【鳥になりたい小魚 2】

「えっ? あの、じゃっ、魔法は?」
シェルンが少しがっかりしながら尋ねると、マンボウじいさんはそれにもぼんやりとした口調で答えました。
「そうよなぁ。以前使ったことがあったような……なかったような。……ま、どっちでもいいことじゃな」

『いいわけないじゃん! こっちにはものすごく大事なことなんだぞ!』
シェルンは、マンボウじいさんのぼんやりぶりにイライラしながら、それでも、ここはグッと我慢して、じいさんに頼みました。
「マンボウじいさん。ボク、鳥になりたいんです。一度でいいから、オオミズナギドリになって、あの高い空を悠々と飛んでみたいんです。お願いです。どうか魔法でボクを鳥にしてください。ボクの願いを叶えてください。お願いします」

「ん? 鳥にか? おまえさんは、変ったことを望むんじゃな。……うーん、できるような、できないような。とにかくわしはまだ眠い。……だが、まあ、とりあえずやってみるか。こうだったかな?」
そう言うと、マンボウじいさんは、一度大きく息を吸うと、それをフゥーっとシェルンに吹きかけました。それはキラキラ光る銀色の息でした。

「うわぁ〜!」
マンボウじいさんの銀色の息に吹き飛ばされながら、シェルンは自分の周囲に不思議な渦が巻き、身体が変化していくのを感じました。
『やったぁ〜! 嘘じゃないんだぁ〜! これでボクも鳥になれる〜!』
シェルンの身体はどんどん大きくなり、黒っぽい羽が生えてきました。

そして……。

『おおおーーー!!! すごい、すごい! ぐんぐん泳げる! どんな魚より速いぞ! って、ちがぁーーーう!!!』
シェルンは、自分が鳥は鳥でも、空を飛ぶオオミズナギドリではなく、水中を猛スピードで泳げる代わりに陸上ではヨタヨタ、おまけに空なんか一切飛べない丸っこいペンギンになっていることに気づきました。

「えーん。マンボウじいさん。これ、ちがぁーう!」
半泣きになって戻ってきたペンギンのシェルンを眺め、マンボウじいさんは、のんびりと言いました。
「おやっ? 間違えたか? ま、久しぶりの魔法じゃ。勘が鈍っても仕方がないのぅ。じゃが、ペンギンも同じ鳥の仲間じゃ、それで手を打ってはくれまいかの?」

「いやだぁ〜! ボクは空が飛びたいんだぁ〜! お願い、マンボウじいさん。もう一回、魔法をやり直してよぉ〜!」
マンボウじいさんの目の前で、シェルンペンギンはジタバタと駄々をこねました。

「わがままな子供じゃのぉ」
マンボウじいさんは、困ったようにそうつぶやくと、
「仕方がない。もう一度魔法をかけなおしてやろう。だが、魔法は一度使うと、次に使えるようになるまで確か一週間くらいかかるんじゃ。だから、おまえさん、一週間後にもう一度わしに会いに来てくれ。年のせいかすっかり忘れっぽくなってのぉ。一週間先の約束など覚えておる自信がないのでな。おまえさんの方でしっかり覚えておいてくれ」

『がぁーーーん! 一週間、この格好かよ』
シェルンは、ショックを受けつつ、仕方なしにペンギンの姿のまま、ケインたちのいる岩場へと戻っていきました。
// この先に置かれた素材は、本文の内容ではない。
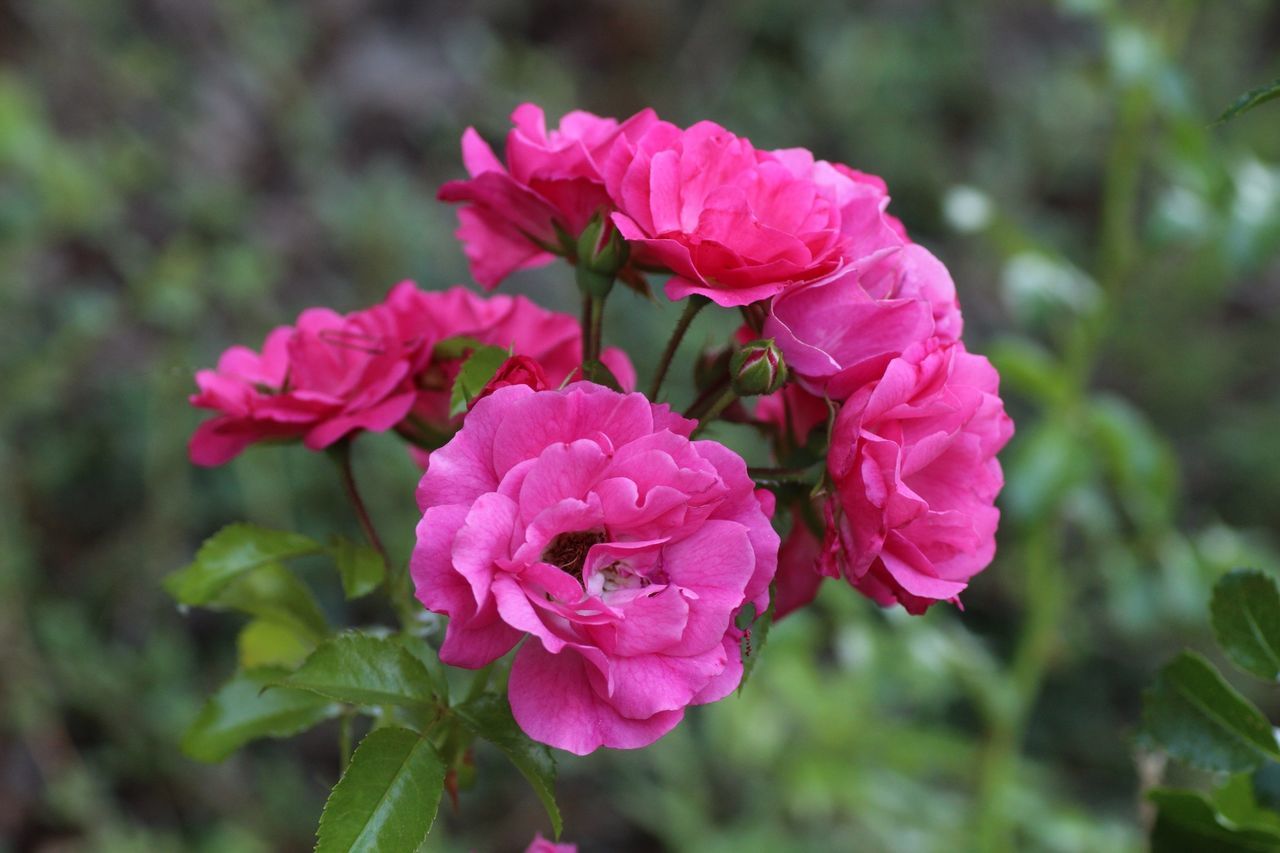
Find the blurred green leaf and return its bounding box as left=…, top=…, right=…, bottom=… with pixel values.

 最初、突然のペンギンの襲来にパニックに陥ったケインたちでしたが、それがマンボウじいさんの魔法でペンギンになったシェルンだとわかると大笑い。皆、シェルンの周りに近寄って、興味深そうにツンツン、ペシペシ。

 すっかりケインたちのおもちゃにされながら、シェルンは
『くそぉ〜! 次こそ、絶対にオオミズナギドリにしてもらって、あの空を飛んでやるんだぁ。……負けないぞ……グスン!』
と考えていました。

 果たしてシェルンペンギンは、年をとって天然に拍車のかかったマンボウじいさんに、今度こそ無事にオオミズナギドリにしてもらえるのか……。

それは一週間後のお楽しみ……。